Saturday, May 7, 2011
New Kid on the Block in Beaujolais
As I'm sitting here wrapping up monthly inventory with my mug of Starbucks, my thoughts return to one of the bottles I tasted this week. While one often thinks of enjoying a nice crisp white about mid-day (especially with your face buried in a spreadsheet of the great wines of the world), with the cool breeze that's currently glazing over Los Angeles this afternoon, I'm reminded of how delicious and refreshing Cru Beaujolais can be at a time like this. And with the profound 2009 vintage on the market right now, there will likely never be a better time than right now to go enjoy a bottle!
"Beaujolias?!!!", you say? "Isn't that the black cherry Jell-o tasting stuff that's like grape juice?!" Well, in some cases, yes. Particularly on the Nouveau end of things. But Cru Beaujolais from the major villages can be as interesting as many wines from Burgundy and often more refreshing. And likely more drinkable in their youth, but with a potential to show earthy complexity over the following ten years or so. Of course, the stigma attached is hard to overcome for most. Even George Riedel at his recent seminar in Los Angeles quoted the Duke of Burgundy as saying "Take this crap south!", in reference to the Gamay grape Beaujolais is made from. But I know you're more open-minded than that...
2009 is being touted as the best vintage in Beaujolais in decades. Perhaps the best ever? Though it seems we hear that about some region every year these days. In my estimation, it's definitely an arguable level of quality, as it was in the Rhone in 2007. In much the same way, the wines are riper and more generous than usual, making them perhaps a little less typical.
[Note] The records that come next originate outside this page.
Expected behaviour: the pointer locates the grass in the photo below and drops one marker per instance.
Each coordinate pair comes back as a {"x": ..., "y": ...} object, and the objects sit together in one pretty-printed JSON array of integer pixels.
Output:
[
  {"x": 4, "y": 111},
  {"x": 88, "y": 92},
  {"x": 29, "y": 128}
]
In my tastings so far, I would agree that these wines are darker, denser and more "real" wines than many that I have experienced. Fuller-bodied, due to commonly experienced higher alcohol levels, and richer mouth-feel are not uncommon.
So, back to the bottle I'm reminiscing about in particular: the Thibault Liger-Belair 'Les Roucheaux' Moulin-a-Vent 2009. Dark and rich on the nose with blackberry, black raspberry and black plum, fresh tobacco, almost a feeling of smokiness, and elegantly perfumed florality in spades. Much more austere than expected on the palate, showing structure and crisp acidity. This is wildly perplexing because it's austere, but also fresh and generously fruity at the same time! Only 375 cases made with a retail price of about $25/bottle. Kara, who blind-tasted this as usual, placed it as a really good Dolcetto (mostly because she liked it so much, therefore it must be Italian). Not a bad call.
This is the first vintage from Thibault Liger-Belair who recently acquired this property with vines of, on average, sixty years of age. Pretty impressive start: property in the Moulin-a-Vent, arguably the best appelation in Beaujolais, and from the 2009 vintage. These wines are probably a little on the higher side of the price spectrum for Beaujolais, making the value a little less pronounced, but the delivery is well worth the few extra bucks. Unfortunately, there is a miniscule amount of his three bottlings. If you spot them, they're well worth your time and dollars.